俺たちの絶叫で、雄二は顔を拭くのをやめた。そのはずだった。だが、俺は、その時、確かに見たのだ。すり替えられたタオルを、雄二が、一瞬だけ、顔に押し当てていたのを。その時の雄二の顔は、苦痛に歪んでいた。そして、タオルを顔から離した時、雄二の頬には、赤い血が滲んでいた。俺たちは、咄嗟にそれを隠し、雄二には、「何も起こらなかった」と伝えた。そうしなければ、雄二の精神が、壊れてしまうのではないかと、俺たちは怖かったのだ。

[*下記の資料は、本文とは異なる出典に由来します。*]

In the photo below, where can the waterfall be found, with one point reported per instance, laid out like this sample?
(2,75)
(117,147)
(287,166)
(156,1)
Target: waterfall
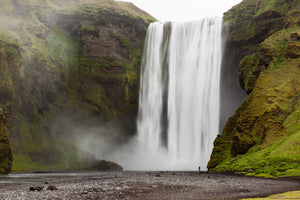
(179,91)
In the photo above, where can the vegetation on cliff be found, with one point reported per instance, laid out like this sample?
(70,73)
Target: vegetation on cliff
(262,137)
(66,60)
(6,154)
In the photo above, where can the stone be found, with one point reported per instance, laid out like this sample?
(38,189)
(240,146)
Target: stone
(37,188)
(51,188)
(5,151)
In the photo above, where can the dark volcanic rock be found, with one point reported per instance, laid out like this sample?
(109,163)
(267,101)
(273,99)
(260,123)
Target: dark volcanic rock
(5,151)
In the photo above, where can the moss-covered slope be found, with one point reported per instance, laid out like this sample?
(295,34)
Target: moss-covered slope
(70,59)
(262,137)
(6,154)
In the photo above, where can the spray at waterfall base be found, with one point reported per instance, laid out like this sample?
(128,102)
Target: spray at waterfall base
(179,96)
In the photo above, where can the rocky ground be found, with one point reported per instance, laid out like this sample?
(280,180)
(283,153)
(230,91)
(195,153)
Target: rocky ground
(143,185)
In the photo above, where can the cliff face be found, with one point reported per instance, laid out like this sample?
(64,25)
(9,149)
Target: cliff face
(75,60)
(6,154)
(262,137)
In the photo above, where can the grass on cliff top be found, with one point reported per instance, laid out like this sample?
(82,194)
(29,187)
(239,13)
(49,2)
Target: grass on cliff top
(278,156)
(283,196)
(279,153)
(253,8)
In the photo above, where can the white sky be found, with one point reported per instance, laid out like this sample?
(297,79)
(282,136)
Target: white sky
(183,10)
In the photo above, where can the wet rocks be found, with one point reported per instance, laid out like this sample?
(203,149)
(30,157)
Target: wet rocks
(293,48)
(37,188)
(5,151)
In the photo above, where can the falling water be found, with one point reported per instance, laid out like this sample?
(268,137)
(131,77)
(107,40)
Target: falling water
(179,91)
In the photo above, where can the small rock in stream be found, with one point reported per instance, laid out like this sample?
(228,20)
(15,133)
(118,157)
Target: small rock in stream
(36,188)
(51,187)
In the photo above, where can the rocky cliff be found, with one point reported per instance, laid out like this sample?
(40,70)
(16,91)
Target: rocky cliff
(66,62)
(262,137)
(6,154)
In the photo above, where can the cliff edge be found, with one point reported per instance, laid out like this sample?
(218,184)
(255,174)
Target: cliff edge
(262,137)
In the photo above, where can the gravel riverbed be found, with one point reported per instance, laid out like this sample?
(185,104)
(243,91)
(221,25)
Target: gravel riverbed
(142,186)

だが、雄二は、そのことを全く覚えていなかった。俺は、雄二が嘘を言っているようには見えなかった。本当に、その時の記憶が、すっぽりと抜け落ちているようだった。

「雄二、お前さ、最近、何か変なこと、ないか?」
俺の問いに、雄二は、にこやかに答えた。
「変なことって、なんだよ。俺は元気だよ」
そう言って、雄二は、俺の顔を、じっと見つめた。その目には、確かに、あの日の女と同じ、虚ろな光が宿っていた。そして、雄二は、俺の耳元で、囁いた。

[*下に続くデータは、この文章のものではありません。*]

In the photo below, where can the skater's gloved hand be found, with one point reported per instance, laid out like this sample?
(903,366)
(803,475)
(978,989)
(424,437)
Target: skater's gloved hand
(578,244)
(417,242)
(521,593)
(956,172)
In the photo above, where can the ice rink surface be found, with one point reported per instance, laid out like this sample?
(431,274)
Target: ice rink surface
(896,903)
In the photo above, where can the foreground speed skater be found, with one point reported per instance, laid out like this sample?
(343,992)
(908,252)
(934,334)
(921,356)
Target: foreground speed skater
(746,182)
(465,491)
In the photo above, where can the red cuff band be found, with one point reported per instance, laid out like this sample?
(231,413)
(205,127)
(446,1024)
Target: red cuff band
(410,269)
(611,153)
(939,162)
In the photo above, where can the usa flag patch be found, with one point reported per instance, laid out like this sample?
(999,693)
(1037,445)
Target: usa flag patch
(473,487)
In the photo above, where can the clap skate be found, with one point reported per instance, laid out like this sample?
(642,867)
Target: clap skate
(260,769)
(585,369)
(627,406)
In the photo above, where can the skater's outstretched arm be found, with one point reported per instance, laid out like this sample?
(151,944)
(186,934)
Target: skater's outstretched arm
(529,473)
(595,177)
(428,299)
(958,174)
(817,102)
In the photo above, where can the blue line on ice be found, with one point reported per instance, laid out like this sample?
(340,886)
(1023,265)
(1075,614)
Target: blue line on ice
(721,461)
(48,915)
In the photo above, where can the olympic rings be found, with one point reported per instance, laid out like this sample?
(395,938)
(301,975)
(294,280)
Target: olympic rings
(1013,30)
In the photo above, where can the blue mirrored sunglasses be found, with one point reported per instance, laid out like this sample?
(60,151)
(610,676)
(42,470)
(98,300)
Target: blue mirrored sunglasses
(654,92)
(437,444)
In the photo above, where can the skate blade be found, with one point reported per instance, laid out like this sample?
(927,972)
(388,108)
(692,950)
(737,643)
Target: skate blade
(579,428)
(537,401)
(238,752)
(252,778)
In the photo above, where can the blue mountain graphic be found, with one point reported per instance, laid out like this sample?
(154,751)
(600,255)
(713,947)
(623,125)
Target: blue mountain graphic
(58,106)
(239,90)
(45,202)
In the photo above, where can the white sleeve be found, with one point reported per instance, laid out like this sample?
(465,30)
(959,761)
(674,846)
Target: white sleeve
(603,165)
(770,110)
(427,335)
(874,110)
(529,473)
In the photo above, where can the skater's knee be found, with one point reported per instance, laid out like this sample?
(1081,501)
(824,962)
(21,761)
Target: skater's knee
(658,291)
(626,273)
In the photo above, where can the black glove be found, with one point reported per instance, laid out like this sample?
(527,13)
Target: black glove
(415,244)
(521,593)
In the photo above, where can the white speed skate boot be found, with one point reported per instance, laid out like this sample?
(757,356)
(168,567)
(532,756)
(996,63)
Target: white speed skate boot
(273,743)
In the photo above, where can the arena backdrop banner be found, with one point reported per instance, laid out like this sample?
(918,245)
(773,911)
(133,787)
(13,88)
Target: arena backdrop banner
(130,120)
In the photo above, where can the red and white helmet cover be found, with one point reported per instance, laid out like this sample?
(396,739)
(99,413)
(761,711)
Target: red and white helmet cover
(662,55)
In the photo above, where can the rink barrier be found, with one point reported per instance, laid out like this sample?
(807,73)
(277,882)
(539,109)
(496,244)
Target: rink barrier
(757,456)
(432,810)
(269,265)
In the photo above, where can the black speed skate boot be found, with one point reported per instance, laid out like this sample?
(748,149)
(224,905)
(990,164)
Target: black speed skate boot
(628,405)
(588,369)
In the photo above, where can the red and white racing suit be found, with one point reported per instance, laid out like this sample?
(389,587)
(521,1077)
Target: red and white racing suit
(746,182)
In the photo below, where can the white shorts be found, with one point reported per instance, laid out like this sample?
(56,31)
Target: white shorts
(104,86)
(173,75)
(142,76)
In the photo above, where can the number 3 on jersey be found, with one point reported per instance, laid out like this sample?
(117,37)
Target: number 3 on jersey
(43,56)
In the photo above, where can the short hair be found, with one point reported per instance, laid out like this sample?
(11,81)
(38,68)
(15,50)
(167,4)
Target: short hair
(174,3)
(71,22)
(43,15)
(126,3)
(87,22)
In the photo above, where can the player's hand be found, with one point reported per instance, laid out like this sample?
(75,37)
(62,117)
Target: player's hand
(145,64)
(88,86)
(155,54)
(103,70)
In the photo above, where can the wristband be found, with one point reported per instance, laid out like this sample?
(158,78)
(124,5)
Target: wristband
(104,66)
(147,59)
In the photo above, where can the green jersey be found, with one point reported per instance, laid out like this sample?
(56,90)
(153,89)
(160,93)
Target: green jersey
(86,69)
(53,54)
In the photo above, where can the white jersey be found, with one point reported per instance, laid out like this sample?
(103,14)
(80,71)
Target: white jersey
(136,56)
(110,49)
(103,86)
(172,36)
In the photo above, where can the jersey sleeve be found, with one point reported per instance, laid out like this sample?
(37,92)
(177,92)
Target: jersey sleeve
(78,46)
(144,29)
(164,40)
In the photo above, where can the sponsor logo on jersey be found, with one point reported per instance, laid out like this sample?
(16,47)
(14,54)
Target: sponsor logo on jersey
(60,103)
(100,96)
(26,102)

「ところでさ、お前の顔に、なんか、赤い点々がいっぱい、ついてるぜ……」

俺は、一歩後ずさり、雄二から距離をとった。雄二は、そのまま、俺の顔をじっと見つめながら、不気味な笑みを浮かべていた。

「なあ、お前、最近、よく、ジロジロ見られてるだろ……」

俺の背筋を、冷たい汗が伝った。

「なあ……」

雄二の、その言葉が、俺の耳から、離れない。

俺は、雄二の顔から目を逸らすことができなかった。雄二の目には、確かに、あの女と同じ、奇妙な光が宿っていた。そして、その光は、俺の心臓を、鷲掴みにしたまま、離そうとしなかった。

俺は、あの日のことを、誰にも話すことができなかった。
あの日の出来事を、雄二は、忘れてしまった。
そして、その「忘れられた記憶」は、俺の中に、まるで呪いのように、こびりついている。

いつか、俺の顔にも、赤い点が、浮かび上がるのだろうか。
俺もまた、あの女のように、誰かのことを、毎日、毎日、見つめるようになるのだろうか。

俺は、自分の顔を、鏡で見ることが、できなくなった。